ODBC had this problem too :)

> So, a way to guarantee that SQL
> code isn't in java code is to have everything go through a proc. Then,
> the database actually looks much more java like anyways. There is
> nothing java/object like about dynamic SQL. It is much more java/object
> like to ask something to execute a method.

The solution chosen depends a lot on your team & their skills, and the culture of your IT staff.

For example, many DBA organizations in my experience will not write stored procs for developers (no time or motivation), yet the developers aren't very good at dealing with the database. So why bother (unless there's a technical reason like lots of data to process)? It's really a matter of having tech lead(s) that know detailed database issues and can coach the programmers on this.

In a small team, I've managed to get people to use PreparedStatement bind variables, SQL*PLUS autotrace, and write their JDBC in a repeatable, maintainable manner, so we can tune them as we study our TKPROF outputs.

With a larger or dispersed team, this is harder to do.

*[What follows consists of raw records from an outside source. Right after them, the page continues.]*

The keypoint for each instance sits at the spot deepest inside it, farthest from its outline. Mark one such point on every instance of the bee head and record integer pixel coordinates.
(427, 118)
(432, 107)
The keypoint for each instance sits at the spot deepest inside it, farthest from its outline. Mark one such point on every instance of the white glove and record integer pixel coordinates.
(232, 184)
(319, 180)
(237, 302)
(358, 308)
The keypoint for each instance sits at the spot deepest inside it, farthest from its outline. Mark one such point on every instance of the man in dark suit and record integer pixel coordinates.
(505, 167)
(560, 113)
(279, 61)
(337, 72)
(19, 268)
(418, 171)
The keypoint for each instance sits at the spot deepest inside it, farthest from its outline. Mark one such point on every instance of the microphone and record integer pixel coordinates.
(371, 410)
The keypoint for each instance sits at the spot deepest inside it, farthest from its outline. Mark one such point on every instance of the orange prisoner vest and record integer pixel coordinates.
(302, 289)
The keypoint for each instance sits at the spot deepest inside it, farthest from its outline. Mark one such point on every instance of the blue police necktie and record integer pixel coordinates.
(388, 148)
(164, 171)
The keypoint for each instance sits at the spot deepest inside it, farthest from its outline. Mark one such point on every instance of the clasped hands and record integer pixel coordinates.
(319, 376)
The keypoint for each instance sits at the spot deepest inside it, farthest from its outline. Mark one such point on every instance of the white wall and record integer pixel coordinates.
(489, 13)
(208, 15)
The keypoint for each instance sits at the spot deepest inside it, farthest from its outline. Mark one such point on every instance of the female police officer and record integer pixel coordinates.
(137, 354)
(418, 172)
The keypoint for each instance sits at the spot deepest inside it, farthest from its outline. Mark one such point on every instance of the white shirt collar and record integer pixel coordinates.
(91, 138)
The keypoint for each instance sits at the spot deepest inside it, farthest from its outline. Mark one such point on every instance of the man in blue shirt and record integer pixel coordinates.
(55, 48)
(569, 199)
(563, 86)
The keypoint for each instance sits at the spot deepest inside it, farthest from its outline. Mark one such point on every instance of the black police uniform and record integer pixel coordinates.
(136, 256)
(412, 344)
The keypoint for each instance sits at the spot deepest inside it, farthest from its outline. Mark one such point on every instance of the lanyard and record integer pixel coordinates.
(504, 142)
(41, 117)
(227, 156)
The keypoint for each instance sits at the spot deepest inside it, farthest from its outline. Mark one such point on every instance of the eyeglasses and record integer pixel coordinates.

In those situations it makes sense to wrap procs with static methods in Java.

Another solution I've tried with mixed results is to use TOPLink, where I could control the configuration (ensuring bind variables, etc), the developers got their nice-nice OO interface, and I can hunt down features that should be procs.
I would work with the DBAs to ensure generated queries were sane, perhaps add needed SQL hints... it can work but TOPlink is quite pricy & complex and really needs a good justification beyond "we don't know SQL!".